Posted by Kari O'Neal on October 28, 2019

As I was creating my Sinatra project, I came up with some helpful tips for others creating a Sinatra app.

1. Ruby gem Corneal a. Use the Ruby gem Corneal to start your Sinatra app. Corneal is a Sinatra app generator that will load all of your routes, models, and views for you.
b. In your terminal, run gem install corneal c. To generate your app, run corneal new APP-NAME d. Run bundle e. Run shotgun to confirm that everything is working f. Corneal has other commands as well to generate MVC’s. For more info: https://thebrianemory.github.io/corneal/ When I used the corneal app, I realized how much time I just saved. It generated all of the main file structures and the MVC’s for me! What more can you ask for!

2. Params a. Imagine that params is an airline called Params Air. Params Air transports the attributes from one side of the country to another. The attributes board the plane when the user has typed in the information and clicked submit. The airplane then flies the attributes to the controller, where it lands at the route destination, post. Once the attributes get off the plane at your post route, you see them displayed on the show page, their final destination. b. While using Pry, you call params in your terminal. This will help you find what attributes are on the airplane! c. The params attribute comes from the “name” in the input form. It also needs to match the attributes on your schema.

3. Schema and Forms a. When creating your forms in the views directories, I recommend that you go into your schema.rb file and copy the attributes from the table you created. Paste those attributes in the views file that you are building the form in. This helps you to remember what you called your attributes in your database and also prevents errors. I found this to be a time saver.

4. Navigation Bar a. As I was building my project, I quickly realized that I needed a navigation bar. Technically I could put a link on each page, but this would be cumbersome and I would be breaking the rule of DRY (Don’t Repeat Yourself). Instead, I placed a navigation bar in the views/ layout file, above the yield, in a div class.
This will help when testing your app in shotgun.

5. Tux Use Tux to help with relating your objects and checking attributes. To exit tux, type exit.

6. Binding.Pry a. Use with Shotgun.
b. While in Shotgun, put binding.pry in your code.
c. Go back to your app, and use your app as a user would. Type the information into the form. Once you hit the submit button, you should hit your pry. If for some reason you do not hit your pry, try placing your pry one line above or below in the route. d. Place your pry in the route that your form is sending the information to. e. You can also place a binding.pry in a views file by using it within a erb tag.
ex.) <%binding.pry%> f. When using VS Code as your local environment, be sure to enlarge your terminal to at least ¾ of a page. If you forget to do this, often pry will not follow through to where you can type in your terminal, causing you to delete the terminal altogether. g. If your terminal gets stuck, you can press q and it will continue and allow you to type an input or exit.

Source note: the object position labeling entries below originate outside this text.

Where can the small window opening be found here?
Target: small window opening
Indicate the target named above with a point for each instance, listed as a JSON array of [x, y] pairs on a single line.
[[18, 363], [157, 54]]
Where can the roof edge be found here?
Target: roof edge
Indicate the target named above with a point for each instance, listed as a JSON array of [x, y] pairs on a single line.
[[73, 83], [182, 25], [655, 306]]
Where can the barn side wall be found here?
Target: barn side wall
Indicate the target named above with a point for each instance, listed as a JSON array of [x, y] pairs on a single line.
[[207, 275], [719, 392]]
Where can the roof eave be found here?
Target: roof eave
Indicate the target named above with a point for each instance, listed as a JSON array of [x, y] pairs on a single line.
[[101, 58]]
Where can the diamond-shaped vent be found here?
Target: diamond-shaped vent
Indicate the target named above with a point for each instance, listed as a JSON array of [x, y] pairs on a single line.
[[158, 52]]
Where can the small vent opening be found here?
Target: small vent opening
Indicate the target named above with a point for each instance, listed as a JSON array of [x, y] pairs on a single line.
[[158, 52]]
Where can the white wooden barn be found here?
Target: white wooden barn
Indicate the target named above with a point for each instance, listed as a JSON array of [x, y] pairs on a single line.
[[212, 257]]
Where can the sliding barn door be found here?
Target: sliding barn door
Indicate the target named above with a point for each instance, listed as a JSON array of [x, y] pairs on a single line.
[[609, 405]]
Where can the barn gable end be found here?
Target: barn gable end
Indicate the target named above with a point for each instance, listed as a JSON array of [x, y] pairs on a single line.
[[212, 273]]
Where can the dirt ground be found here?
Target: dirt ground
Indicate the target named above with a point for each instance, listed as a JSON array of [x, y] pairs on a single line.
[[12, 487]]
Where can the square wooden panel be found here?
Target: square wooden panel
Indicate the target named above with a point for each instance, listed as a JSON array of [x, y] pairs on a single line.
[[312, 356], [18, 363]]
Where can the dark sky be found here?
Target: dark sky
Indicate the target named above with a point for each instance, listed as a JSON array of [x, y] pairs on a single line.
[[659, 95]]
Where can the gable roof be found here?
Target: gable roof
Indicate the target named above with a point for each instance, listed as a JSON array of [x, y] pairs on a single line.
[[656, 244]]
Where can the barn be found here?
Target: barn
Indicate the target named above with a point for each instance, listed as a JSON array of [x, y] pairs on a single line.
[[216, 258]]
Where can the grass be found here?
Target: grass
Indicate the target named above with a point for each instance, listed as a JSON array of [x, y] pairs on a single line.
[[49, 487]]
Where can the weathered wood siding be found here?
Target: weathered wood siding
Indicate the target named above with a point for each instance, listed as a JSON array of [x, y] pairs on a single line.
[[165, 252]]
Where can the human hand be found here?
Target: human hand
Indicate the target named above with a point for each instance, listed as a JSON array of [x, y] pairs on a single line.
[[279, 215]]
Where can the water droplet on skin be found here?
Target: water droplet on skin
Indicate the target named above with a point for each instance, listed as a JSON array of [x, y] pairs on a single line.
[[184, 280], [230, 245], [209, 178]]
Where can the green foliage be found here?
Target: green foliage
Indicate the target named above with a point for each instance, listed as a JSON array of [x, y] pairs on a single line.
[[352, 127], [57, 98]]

7. ActiveRecord Validations I found validations to be very fascinating and super easy to use.
a. I used ActiveRecord Validations to validate; i. That fake data is not being persisted to the database.
ii. To validate a user signup has a unique email, has a username that is longer than 2 characters, and a password that is between 6 - 20 characters in length and recognizes capitalization.

          [ https://guides.rubyonrails.org/active_record_validations.html](http://)

8. Take one route at a time. a. Routes can be confusing. By taking one route at a time, you are able to stay focused on what that specific route is doing and where it is going. b. Check that each route is working before continuing on.

9. Forms a. While creating your form, the input id needs to be exactly the same as the label.

10. Double check your work! a. Test every route and link to make certain that they are working correctly.
b. In tux, you can call user = User.last. This is how you can check that your password has been scrambled by looking at the attributes.
c. Try to break your own app every way possible.
d. Check that the error messages are coming back correctly for what you are inputting or not inputting! e. If possible, have a friend, parent, spouse, co-worker, or anyone you know use your app and listen to their feedback. Four eyes are always better than two!